Bank of Canada Governor Stephen Poloz avoided media Wednesday after holding the overnight interest rate firm at 1.75 percent, where the prime lending rate for the big banks has been since October of last year.
With a federal election just 46 days or fewer away, Poloz kept a low profile and did not hold a briefing that typically accompany these announcements; this BoC’s sixth for 2019. The central bank’s next opportunity is scheduled for October 30th, after the vote.
Bank of Canada’s stay-the-course decision was expected, following a strong second quarter – 3.7 percent GDP growth – that according to a statement “exceeded the Bank’s July expectation, although some of this strength is expected to be temporary.”
The bump in economic activity comes after a sluggish first quarter that Statistics Canada recently adjusted to 0.5 percent.
Between April and July of this year,. energy exports and exports in general buoyed the economy, even outpacing the United States’ whose GDP grew two percent in the same period.
But this economic burst in Canada could be temporary as BoC noted an “escalated” US-China trade dispute on top of overall commodity prices that “have drifted down as concerns about global growth prospects have increased.”
Amidst a rebounding housing market combined with lower mortgage rates, the BoC noted this combination could increase “already-high household debt levels, although mortgage underwriting rules should help to contain the buildup of vulnerabilities.”
Citing “soft” consumer spending and that “business investment contracted sharply”, BoC “expects economic activity to slow in the second half of the year.”

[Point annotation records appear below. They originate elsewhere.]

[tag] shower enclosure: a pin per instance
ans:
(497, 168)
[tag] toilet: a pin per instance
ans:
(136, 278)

Ian Lee, faculty chair at Carleton’s Sprott School of Business, said a rate cut could come before the end of the year and that Poloz set the table for that possibility with Wednesday’s communique.
“There’s just too much contradictory data floating around right now and I do think that rates are going to come down, but not this round,” said Lee who joined growing list of experts who sees a looming recession.
“First of all there’s the Trade War with China, and we’re collateral damage in that and we’ve had the longest recovery in our history, and in American history. 10 years is the last recession and the average according to people who date the cycles is around five years, so this recovery is double the norm.”
At the end of July and for the first time in a decade, United States’ Federal Reserve lowered its prime lending rate from 2.5 percent to 2.25 percent.